一方、ハリーはかと言うとこの事実をいち早く伝えるために猛ダッシュでグリフィンドール寮へと戻ってきた。なにやらお祭り騒ぎのようでいつも以上に賑やかだった。
「ハリー、おかえりなさい。まったくどこへ行っていたのよ?」
「僕らが勝った!君が勝った!僕らの勝ちだ!」
ロンはひたすら叫んでいた。ハリーが息もつかずにそれどころではないと言うと2人にピーブスがいないことを確かめてから部屋のドアをぴたりと閉めて先ほどの話を話し始めた。
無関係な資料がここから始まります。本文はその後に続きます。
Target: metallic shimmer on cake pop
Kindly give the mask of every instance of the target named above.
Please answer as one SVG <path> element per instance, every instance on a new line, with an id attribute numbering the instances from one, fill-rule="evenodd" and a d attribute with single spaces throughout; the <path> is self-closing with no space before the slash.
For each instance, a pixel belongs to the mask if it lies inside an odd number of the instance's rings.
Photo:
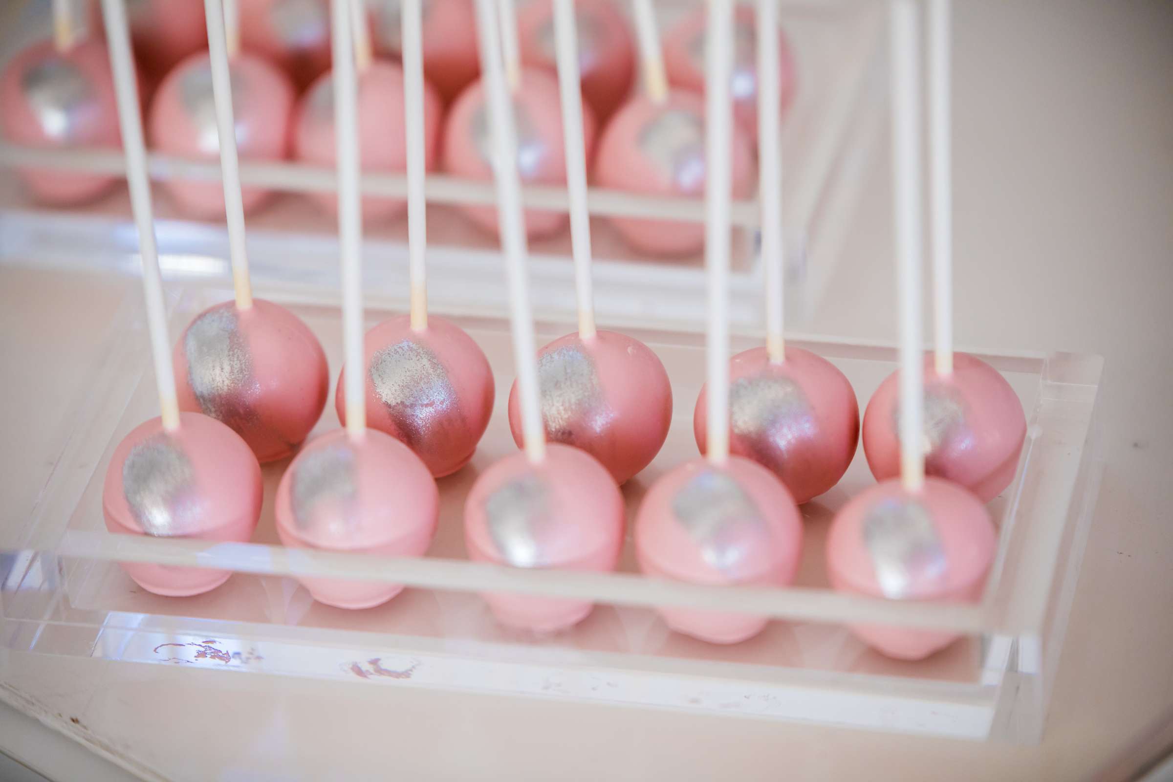
<path id="1" fill-rule="evenodd" d="M 730 426 L 734 446 L 774 471 L 782 469 L 789 449 L 818 434 L 802 390 L 778 375 L 740 378 L 730 386 Z"/>
<path id="2" fill-rule="evenodd" d="M 183 335 L 183 352 L 188 383 L 205 415 L 237 431 L 260 423 L 252 407 L 260 389 L 252 376 L 252 356 L 233 302 L 212 307 L 191 321 Z"/>
<path id="3" fill-rule="evenodd" d="M 203 501 L 191 461 L 167 434 L 130 449 L 122 463 L 122 491 L 147 535 L 171 537 L 199 528 Z"/>
<path id="4" fill-rule="evenodd" d="M 884 499 L 863 519 L 863 542 L 880 591 L 900 599 L 944 577 L 945 553 L 928 510 L 915 499 Z"/>
<path id="5" fill-rule="evenodd" d="M 705 562 L 726 576 L 738 576 L 752 550 L 768 545 L 761 511 L 724 472 L 704 469 L 690 478 L 672 498 L 672 512 Z"/>
<path id="6" fill-rule="evenodd" d="M 705 73 L 705 30 L 689 45 L 693 66 Z M 730 91 L 734 101 L 751 101 L 758 94 L 758 35 L 752 25 L 738 20 L 733 23 L 733 74 Z"/>
<path id="7" fill-rule="evenodd" d="M 430 348 L 406 339 L 388 345 L 371 356 L 369 374 L 400 438 L 412 448 L 434 441 L 441 426 L 465 426 L 448 372 Z"/>
<path id="8" fill-rule="evenodd" d="M 358 474 L 348 443 L 306 450 L 293 467 L 290 506 L 293 522 L 331 538 L 354 525 Z"/>
<path id="9" fill-rule="evenodd" d="M 530 118 L 526 107 L 518 101 L 513 101 L 513 107 L 517 137 L 517 172 L 522 179 L 533 179 L 542 172 L 542 162 L 549 154 L 549 147 L 547 147 L 545 141 L 534 125 L 534 121 Z M 468 128 L 473 135 L 473 145 L 477 154 L 480 154 L 481 161 L 489 168 L 493 168 L 495 148 L 493 144 L 493 134 L 489 129 L 488 106 L 484 103 L 483 97 L 481 104 L 476 107 L 476 111 L 473 113 L 473 118 L 469 121 Z"/>
<path id="10" fill-rule="evenodd" d="M 237 114 L 250 100 L 249 88 L 231 68 L 229 83 L 232 88 L 232 111 Z M 196 62 L 183 72 L 179 79 L 179 101 L 196 129 L 199 151 L 205 155 L 219 155 L 219 129 L 216 124 L 216 97 L 212 94 L 212 68 L 209 60 Z M 237 145 L 246 145 L 249 127 L 238 121 L 235 130 Z"/>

「僕らは正しかった。“賢者の石”だったんだ。それを手に入れるのを手伝えってスネイプがクィレルを脅していたんだ。スネイプはフラッフィーを出し抜く方法を知ってるかって聞いていた・・・それと、クィレルの“怪しげなまやかし”のことも何か話していた・・・フラッフィー以外にも何か別なものが石を守っているんだと思う。きっと人を惑わすような魔法がいっぱいかけてあるんだよ。クィレルが闇の魔術に対抗する呪文をかけて、スネイプがそれを破らなくちゃいけないのかもしれない・・・」
ハリーは息もつかずに話す。
「それじゃ“賢者の石”が安全なのはクィレルがスネイプに抵抗している間だけだということになるわね」
「それじゃ3日ともたないな、石はすぐなくなっちまうよ!」
ロンは悲鳴のように言う。そしてまだ話はあるんだとハリーが続ける
「・・・実は、スネイプは名前の事も言っていたんだ。名前に無駄な事を吹き込めばどうなるか分かっているかって・・・・・・・まるでクィレルから名前を遠ざけようとしているみたいだった」
「まぁ・・・!なんてこと!自分の息子をだましつづけるなんて・・・・!」
「それでも父親なのかよ!名前はあんなにもスネイプを信じているのに・・・・・・この事って名前に伝えるべきかなぁ・・・」
「ちゃんと伝えなくちゃ・・・そして真実を教えなくちゃ駄目だよ!」
ハリーはそう抗議するのだが、ハーマイオニーだけは複雑な表情をして首を横に振った
「・・・駄目よハリー。名前は勿論の事だけどスネイプを信じているわ・・・・・・それにこれ以上名前に辛い思いをさせるのはあまりにも可哀想な話よ・・・・・・・・・名前のことを思うのならここは黙っておいたほうがいいわ」
ハリーもロンもこのことを聞いて名前がいい顔をするはずが無いだろう、それにあまりにも可哀想すぎる・・・
「―――分かったよ、名前には黙っておこう」
ハリーとロンは仕方なく了承した
その晩、名前は左眼に妙な痛みを感じて体を起こした
何故だ?・・・薬で抑えていたはずなのに・・・・・・・・・・・
「名前、どうしたんだ?」
ドラコが心配そうに声をかけてくると名前は大丈夫だという仕草をした
「・・・君が厄介な持病を抱えているのは前から聞いていたが、こうも大変だとは・・・急に入院して驚いたんだぞ」
マルフォイ家の者は名前の左目の事は一応知っていた。ただ詳しいことは説明せず、“遺伝子の病気”だと伝えてあるだけだった。だからドラコは左眼の痛みの意味も知らないのだ。
「・・・すまない、心配をかけて」
「まったく、本当だよ・・・・・・無理そうなら父君の所へ行った方がいいんじゃないか?」
「大丈夫だ。本当に」
「君の大丈夫は大丈夫ではないと受け取ってもいいのかね?」
ドラコはため息をつきながらふとんのなかへと再びもぐっていった。
名前はそれを確認するや否や手鏡で左眼を見てみた・・・・
・・・前よりも赤みが増した――――様だな
今までは光にかざすとすこし赤い程度だったのだが今は違った。赤みが前よりも深くなりランプの光で不気味に照らされていた。
やはりドラコが言う通り、父上から薬を新たにもらったほうがいいのかもしれない・・・
だが眠気には勝てず、薬を貰わずにそのまま眠りの世界へと入っていってしまった。